他答应了孙玉晨,要给他一个劝说华勋的机会,即便他知道华勋一定不会听孙玉晨的。
果然,黎宫大门大开,华勋亲自迎出来了,只有他一个人,哪怕脚步发飘,气势仍在。
“阿烈,你来啦?”华勋脚步停在离黄启渊十来米的地方,笑了笑。
不知道是光线的问题,还是华勋受伤了,黄启渊觉得,这人现在的笑容没有套路没有阴霾,是他们决裂后,他见过的最真诚的笑。
“你果然够狠啊,”华勋张开手,看着掌心里褪了大半儿的红线,哼笑了一声,“我说了无数次杀你,却没有一次真的狠下心杀了你,而你一次次跟我妥协,假装对我屈服留在我身边,都是为了最后这一击?”
黄启渊身上裹着厚厚的羽绒服,心口还被楚龙玉灌了不少真气,但仍旧是浑身发冷,冷的连小腹里刀绞似的疼都变麻木了,他抬手,哼笑了一声,极尽嘲讽,“华勋,你能不能摘下那张虚伪的面具?我宁愿你一开始就杀了我,也不愿意承受这种钝刀割肉的感觉。”

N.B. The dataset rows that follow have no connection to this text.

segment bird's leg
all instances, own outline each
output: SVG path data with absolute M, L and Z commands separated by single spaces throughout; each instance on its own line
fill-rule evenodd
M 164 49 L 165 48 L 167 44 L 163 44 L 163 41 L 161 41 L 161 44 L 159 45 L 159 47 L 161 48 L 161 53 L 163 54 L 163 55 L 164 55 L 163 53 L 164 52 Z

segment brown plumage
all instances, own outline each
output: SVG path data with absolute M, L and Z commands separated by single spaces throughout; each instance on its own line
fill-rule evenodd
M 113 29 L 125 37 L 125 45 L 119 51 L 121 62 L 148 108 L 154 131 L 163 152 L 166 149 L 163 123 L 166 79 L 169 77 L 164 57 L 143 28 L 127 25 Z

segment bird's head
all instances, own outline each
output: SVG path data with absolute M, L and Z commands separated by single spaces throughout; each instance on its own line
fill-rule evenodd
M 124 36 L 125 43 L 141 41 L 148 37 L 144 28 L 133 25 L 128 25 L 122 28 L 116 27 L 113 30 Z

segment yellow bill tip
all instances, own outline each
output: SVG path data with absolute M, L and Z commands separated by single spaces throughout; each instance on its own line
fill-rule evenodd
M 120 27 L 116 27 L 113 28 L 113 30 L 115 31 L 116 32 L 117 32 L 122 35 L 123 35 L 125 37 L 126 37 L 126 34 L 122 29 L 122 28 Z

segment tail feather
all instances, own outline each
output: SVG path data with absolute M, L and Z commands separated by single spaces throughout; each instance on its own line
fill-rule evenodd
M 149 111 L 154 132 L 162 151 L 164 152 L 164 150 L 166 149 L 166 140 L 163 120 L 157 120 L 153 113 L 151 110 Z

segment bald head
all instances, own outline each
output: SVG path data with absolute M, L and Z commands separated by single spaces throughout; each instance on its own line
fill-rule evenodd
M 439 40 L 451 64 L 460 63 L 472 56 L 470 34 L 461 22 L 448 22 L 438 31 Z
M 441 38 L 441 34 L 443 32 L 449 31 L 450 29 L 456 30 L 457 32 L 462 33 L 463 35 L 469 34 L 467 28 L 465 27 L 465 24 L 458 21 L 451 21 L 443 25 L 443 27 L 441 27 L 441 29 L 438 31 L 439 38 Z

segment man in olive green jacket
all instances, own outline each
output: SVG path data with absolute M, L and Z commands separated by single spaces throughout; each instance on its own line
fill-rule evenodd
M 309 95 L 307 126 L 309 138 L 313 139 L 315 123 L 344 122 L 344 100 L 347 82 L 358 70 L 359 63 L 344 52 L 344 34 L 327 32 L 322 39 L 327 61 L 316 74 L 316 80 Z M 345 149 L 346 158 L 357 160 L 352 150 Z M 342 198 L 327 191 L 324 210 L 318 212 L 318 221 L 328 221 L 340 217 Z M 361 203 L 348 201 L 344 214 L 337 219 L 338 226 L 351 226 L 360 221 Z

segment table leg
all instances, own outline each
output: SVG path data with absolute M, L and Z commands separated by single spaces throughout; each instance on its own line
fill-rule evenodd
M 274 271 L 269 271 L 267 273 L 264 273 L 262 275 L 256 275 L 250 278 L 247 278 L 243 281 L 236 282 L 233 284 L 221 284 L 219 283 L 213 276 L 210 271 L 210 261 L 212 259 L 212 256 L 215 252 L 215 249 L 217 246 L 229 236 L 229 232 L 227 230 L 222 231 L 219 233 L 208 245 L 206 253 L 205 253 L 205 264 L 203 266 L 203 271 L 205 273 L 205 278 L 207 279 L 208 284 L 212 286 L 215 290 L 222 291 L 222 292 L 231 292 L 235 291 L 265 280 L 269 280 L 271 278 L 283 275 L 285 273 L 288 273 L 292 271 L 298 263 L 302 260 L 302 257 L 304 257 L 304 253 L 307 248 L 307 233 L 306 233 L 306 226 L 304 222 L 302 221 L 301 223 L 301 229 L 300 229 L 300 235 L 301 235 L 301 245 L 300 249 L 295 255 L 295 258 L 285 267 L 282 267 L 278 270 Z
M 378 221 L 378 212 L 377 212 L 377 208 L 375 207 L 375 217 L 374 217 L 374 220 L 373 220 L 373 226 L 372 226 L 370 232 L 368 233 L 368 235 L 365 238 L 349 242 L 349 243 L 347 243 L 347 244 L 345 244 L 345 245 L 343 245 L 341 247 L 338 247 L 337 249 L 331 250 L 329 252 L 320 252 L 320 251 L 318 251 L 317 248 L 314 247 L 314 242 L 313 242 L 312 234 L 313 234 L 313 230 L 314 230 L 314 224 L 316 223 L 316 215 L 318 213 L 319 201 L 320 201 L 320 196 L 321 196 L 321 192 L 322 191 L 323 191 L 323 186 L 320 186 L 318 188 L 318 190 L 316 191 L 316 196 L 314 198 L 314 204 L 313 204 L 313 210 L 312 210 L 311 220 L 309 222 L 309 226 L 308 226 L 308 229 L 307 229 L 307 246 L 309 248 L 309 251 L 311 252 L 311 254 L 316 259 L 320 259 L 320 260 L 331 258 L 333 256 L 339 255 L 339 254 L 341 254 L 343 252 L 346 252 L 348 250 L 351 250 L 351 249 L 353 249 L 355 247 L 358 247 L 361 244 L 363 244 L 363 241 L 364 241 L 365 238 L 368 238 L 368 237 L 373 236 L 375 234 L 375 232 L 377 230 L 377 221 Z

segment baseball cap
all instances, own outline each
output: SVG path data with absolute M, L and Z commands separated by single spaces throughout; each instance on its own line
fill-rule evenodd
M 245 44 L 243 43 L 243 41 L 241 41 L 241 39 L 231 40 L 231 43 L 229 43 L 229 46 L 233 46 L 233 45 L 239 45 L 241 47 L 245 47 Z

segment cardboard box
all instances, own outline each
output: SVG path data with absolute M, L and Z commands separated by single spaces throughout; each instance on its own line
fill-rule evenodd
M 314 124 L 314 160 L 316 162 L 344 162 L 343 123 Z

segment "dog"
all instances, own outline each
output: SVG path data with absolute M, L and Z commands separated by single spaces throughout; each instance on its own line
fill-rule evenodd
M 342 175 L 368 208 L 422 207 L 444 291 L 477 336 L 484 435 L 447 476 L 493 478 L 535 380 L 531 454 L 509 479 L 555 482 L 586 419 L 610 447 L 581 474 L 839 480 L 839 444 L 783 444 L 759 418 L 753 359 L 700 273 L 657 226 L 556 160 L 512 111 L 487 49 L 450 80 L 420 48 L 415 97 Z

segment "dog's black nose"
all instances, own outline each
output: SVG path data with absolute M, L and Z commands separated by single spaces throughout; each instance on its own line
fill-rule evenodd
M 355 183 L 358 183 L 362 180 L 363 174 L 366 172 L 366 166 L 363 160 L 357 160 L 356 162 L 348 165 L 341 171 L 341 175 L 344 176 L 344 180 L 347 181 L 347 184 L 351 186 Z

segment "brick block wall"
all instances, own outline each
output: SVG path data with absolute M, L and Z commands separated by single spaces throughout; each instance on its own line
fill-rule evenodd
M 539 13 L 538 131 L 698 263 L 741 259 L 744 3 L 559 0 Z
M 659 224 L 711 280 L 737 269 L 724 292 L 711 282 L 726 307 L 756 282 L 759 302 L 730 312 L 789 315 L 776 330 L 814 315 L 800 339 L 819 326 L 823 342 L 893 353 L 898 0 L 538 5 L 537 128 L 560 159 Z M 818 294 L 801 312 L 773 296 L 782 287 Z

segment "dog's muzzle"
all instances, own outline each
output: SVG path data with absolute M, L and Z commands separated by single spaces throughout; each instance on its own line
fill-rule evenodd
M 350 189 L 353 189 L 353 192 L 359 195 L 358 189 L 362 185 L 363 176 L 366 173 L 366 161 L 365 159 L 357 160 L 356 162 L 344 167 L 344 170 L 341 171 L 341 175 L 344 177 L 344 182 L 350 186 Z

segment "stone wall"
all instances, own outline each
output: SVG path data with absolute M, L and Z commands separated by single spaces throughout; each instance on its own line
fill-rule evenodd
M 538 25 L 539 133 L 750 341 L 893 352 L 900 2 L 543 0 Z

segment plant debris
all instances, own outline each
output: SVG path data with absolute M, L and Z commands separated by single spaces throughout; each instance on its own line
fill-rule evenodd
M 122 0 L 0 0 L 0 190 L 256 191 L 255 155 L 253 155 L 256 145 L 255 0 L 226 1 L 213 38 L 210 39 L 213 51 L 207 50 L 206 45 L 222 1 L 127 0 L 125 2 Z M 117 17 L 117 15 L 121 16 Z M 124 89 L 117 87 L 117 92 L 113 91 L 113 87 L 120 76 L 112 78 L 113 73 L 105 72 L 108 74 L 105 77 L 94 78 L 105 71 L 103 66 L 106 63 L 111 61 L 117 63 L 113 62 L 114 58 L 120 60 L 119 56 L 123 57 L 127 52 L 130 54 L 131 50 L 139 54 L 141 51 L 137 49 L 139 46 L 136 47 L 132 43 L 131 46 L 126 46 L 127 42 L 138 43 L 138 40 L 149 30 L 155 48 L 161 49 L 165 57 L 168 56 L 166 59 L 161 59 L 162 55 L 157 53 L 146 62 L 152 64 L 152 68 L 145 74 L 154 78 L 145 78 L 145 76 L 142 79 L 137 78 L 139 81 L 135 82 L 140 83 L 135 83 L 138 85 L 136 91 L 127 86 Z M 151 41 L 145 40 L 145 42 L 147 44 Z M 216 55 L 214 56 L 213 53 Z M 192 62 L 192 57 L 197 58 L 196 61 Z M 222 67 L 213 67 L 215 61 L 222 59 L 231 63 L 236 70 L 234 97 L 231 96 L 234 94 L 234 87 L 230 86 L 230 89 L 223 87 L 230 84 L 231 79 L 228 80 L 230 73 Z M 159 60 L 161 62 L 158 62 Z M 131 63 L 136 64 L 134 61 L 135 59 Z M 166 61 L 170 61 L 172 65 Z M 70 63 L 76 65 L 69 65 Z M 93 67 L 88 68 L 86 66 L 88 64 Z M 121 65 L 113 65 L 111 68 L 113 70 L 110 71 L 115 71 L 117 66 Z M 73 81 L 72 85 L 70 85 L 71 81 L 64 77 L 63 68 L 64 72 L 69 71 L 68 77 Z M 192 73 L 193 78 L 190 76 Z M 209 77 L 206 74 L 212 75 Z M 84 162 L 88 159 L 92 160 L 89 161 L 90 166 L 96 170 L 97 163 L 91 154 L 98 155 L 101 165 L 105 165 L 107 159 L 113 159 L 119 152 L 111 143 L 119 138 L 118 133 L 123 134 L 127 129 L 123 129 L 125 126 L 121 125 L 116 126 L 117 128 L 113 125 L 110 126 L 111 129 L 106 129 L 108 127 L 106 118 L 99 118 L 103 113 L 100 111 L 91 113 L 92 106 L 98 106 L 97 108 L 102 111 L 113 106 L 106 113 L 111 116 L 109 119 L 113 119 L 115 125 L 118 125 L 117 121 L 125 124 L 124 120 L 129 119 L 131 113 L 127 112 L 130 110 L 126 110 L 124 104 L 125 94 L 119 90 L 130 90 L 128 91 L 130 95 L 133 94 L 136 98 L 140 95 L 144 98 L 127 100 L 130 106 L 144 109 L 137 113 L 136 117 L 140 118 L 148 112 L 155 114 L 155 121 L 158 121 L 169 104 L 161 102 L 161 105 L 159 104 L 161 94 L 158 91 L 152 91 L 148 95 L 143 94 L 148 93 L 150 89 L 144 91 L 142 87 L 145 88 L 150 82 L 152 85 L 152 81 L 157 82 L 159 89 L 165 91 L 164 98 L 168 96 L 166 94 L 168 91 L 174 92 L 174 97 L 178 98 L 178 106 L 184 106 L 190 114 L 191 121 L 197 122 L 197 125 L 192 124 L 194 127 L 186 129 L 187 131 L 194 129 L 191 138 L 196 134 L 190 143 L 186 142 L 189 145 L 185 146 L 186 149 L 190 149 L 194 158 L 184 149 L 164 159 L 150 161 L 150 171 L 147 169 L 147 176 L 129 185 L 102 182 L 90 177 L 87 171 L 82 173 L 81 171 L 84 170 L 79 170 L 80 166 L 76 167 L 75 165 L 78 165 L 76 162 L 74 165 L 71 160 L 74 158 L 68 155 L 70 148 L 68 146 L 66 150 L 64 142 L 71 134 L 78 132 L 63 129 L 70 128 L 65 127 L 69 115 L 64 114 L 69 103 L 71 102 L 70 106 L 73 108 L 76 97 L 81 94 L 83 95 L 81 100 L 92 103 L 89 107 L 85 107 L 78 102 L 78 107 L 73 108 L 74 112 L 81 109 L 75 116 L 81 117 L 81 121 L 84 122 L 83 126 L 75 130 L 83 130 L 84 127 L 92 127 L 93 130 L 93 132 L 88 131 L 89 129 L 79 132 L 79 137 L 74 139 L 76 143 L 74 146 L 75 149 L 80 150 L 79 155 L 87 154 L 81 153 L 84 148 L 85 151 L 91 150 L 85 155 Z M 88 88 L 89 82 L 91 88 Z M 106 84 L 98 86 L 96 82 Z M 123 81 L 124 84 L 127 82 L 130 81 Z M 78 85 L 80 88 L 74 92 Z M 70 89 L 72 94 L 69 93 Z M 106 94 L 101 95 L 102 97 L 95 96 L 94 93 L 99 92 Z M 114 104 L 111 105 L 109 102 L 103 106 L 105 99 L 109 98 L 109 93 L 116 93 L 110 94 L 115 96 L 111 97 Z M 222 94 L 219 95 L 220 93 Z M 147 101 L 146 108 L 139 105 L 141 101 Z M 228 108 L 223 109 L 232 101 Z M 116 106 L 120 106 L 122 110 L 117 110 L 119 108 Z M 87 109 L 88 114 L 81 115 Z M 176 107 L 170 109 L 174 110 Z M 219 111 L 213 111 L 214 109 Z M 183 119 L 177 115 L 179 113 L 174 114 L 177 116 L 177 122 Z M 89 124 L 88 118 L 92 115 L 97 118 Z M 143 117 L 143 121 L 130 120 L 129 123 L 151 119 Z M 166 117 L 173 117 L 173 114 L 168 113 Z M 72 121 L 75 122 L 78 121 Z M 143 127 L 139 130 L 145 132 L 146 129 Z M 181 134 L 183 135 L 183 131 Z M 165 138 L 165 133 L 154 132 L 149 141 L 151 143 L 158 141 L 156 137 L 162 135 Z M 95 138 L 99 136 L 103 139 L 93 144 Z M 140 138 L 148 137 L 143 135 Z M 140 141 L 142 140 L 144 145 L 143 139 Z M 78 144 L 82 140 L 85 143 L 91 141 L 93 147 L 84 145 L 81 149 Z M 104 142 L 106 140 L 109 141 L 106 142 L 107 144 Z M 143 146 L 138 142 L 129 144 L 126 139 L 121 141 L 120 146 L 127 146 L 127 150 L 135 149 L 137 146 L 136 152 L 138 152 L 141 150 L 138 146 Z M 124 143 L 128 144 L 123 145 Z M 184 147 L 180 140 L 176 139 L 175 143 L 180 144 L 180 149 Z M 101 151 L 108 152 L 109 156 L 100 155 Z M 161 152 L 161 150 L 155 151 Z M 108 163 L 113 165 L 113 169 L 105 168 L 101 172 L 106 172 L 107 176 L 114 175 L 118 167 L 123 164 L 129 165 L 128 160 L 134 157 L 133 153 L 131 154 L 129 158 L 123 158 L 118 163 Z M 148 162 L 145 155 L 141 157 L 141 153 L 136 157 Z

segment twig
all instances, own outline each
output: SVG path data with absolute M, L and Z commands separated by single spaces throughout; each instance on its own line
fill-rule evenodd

“我的确挺虚伪的,我承认自己的野心,任何人都不能阻止我的脚步,”华勋赫然展开双臂,仰天坦白,声音震耳欲聋,“但我的野心之下,能容纳的也只有你一个人,几百年来,我对你动了无数次杀心,但又有哪一次是真的动手了?”
听着他的话,厚重的衣服下,仍旧能看出胸膛的起伏,黄启渊脸上的冷笑消失,攥拳间,麻木的手掌竟然被指尖扎出了知觉,略颤的身形突然闪向华勋。
两个人都伤的只提着一口气,却也打的眼花缭乱。
“阿烈,这里是妖界,就算我遭了你的暗算,你也轻易杀不了我!”面对黄启渊的进攻,华勋只是保存实力,不停躲闪。
黄启渊脚点在半空,眼底汇聚着浓重杀意,“华勋,我遭这番罪,是当年轻信你的代价,所以你的折辱我活该受。当年你留我全家一命,我网开一面,对你只辱不杀,我可以这样做,但妖界被你斩杀的将士们不服,我不能,也不敢,更没有资格替他们原谅你!”
他的声音越来越大,情绪越来越激动,拍着胸口,回忆里的刀光剑影,血流成河,又糊住了他的双眼,燃着了他的杀意。
却在阵阵冷风过后,戛然而止,他闪身退出几米外,喘息不定,“所以我在残卷上投了毒,还跟捉妖族学了一套法术,能让你的异能慢慢被吞噬,慢慢变成一个普通人。”
只是可惜,有人背叛了他,残卷提前收集全了,也不知道这点儿毒性能对华勋起多大作用。
“只可惜了,阿烈,你没有这个机会了。”华勋张了张手,掌心里的红线已经全部消失了,随之是浑厚的异能流窜在手心里,他把玩着,摩挲着,“妖典上的毒马上就清干净了。你刚才的说的那套法术,我会,正好能让你好好待在我身边。”
话音一落,白光骤现,像是天被撕裂了道口子,刺的众人纷纷抬手挡住眼睛,不等他们有所反应,已然被那道巨大的白光斩出百米外了。
黄启渊脸上的大惊失色瞬间被透明的光贯穿了,即便有飞鹰现身护着,整个人还是横飞出去了?